Pandan Coconut Ogura Cake
Ogura, traditional cake from Malaysia. The first time I bake " Ogura " in Brazil
Source : ogura cake
Ingredient :
( I )
5 yolks
1 whole egg
40 gram vegetable oil
80 gram coconut milk
85 gram flour
Pandan extract / pandan essence.
(II)
5 egg white
85 gram caster sugar
1/2 tsp lime
Method:
(I)
- Pre-heat oven to 160C and place racking at the 2nd from lowest. Grease the side of the pan with corn oil, dust with cake flour, then line paper on the bottom. Also wrap with a piece of aluminium foil (half of cake pan) and secure it.
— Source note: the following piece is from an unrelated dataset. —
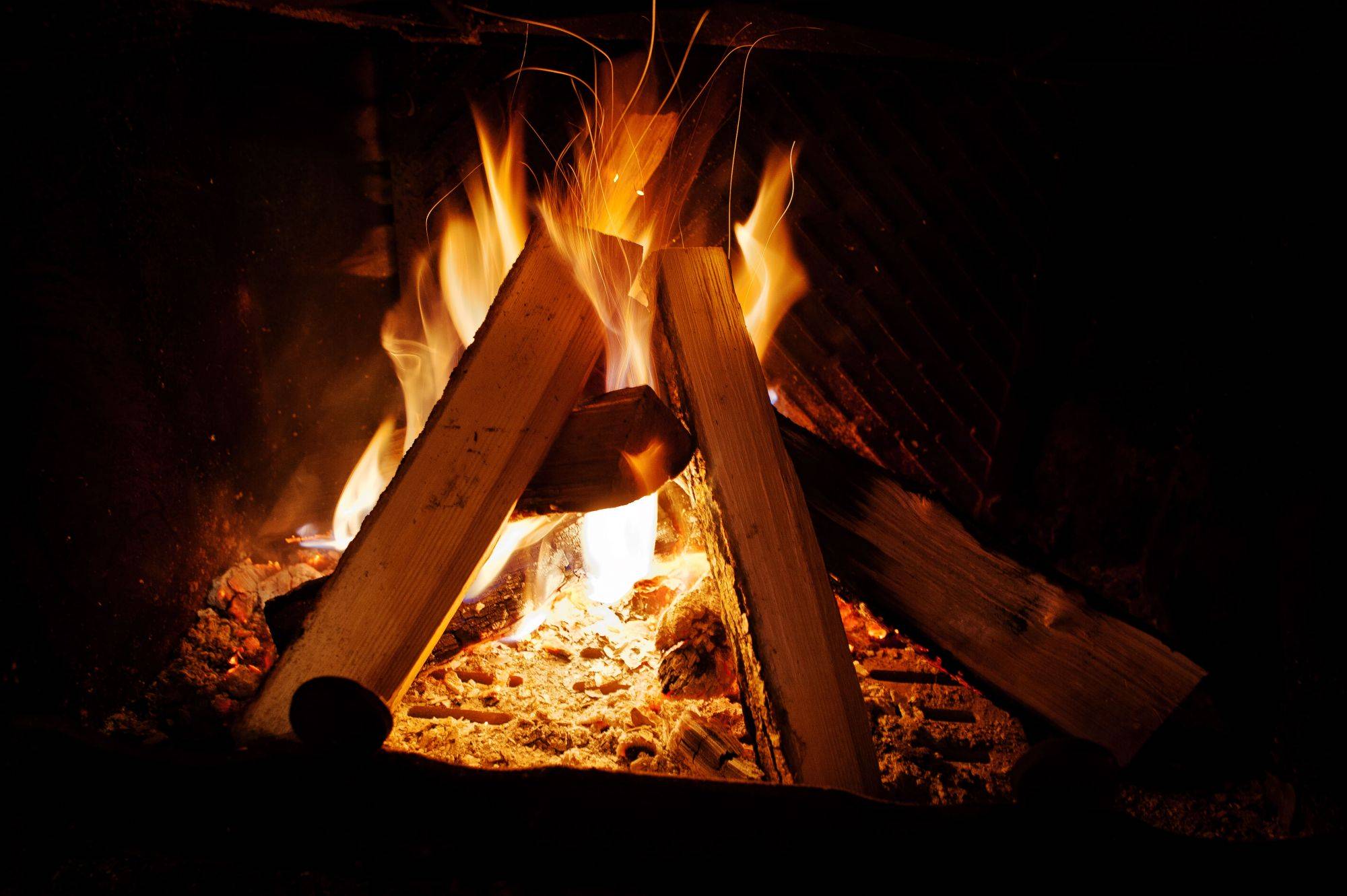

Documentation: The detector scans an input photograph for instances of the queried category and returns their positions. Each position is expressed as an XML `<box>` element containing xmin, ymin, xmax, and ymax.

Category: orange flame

- beat egg yolk and whole egg till double volumn then add in vegetable oil, pandan essence and coconut milk and beat for 1 minutes until it is well combined .
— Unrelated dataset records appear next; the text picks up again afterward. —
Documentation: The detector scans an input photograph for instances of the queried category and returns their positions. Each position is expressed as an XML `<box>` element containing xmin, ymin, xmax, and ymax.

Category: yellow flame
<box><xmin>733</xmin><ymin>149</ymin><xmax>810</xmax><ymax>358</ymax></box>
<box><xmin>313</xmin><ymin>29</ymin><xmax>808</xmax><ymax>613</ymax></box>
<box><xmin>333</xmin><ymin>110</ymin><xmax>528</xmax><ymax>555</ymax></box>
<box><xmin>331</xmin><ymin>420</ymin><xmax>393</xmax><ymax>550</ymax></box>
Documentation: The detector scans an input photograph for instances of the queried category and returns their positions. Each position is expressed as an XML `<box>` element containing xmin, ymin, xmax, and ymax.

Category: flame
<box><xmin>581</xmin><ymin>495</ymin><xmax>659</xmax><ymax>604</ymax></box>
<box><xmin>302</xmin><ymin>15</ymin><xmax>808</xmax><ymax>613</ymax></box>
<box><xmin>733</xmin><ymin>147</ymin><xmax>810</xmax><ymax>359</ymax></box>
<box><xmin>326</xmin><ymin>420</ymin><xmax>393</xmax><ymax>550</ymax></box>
- Add flour, sieve in flour and mix well with a balloon whisk
(II)
- Add lime fresh juice into egg white, beat till foamy. Gradually add in sugar in 3 batches and beat till soft peak formed (when you lift up and upside down the bowl, meringue stay still on the bowl).
- Take 1/3 meringue (II) and mix with egg yolk batter (I) using a balloon hand whisk. Change to silicone spatula, fold in 1/3 of meringue till slightly combine, then fold in balance 1/3 meringue and gently fold till mix well. Pour batter into the prepared cake pan (pour from 2’ height as to remove air bubbles), also lightly tap on countertop to remove air bubbles.
- Place cake pan in another bigger pan ( about 1” extra but not too big), fill with hot water about 1cm height. Bake at 160C for 35mins, reduce to 140C for 35-40mins. Every oven is difference, please adjust temperature accordingly.
- You may invert the cake after took out from oven (if you don’t face cake surface stick to wire rack problem), otherwise remove cake from the entire cake pan as soon as it took out from oven, this is to minimize shrinkage. Let it continue to cool completely on a wire rack before cutting the cake. If can't finish the cake on the same day, store the cake inside the fridge.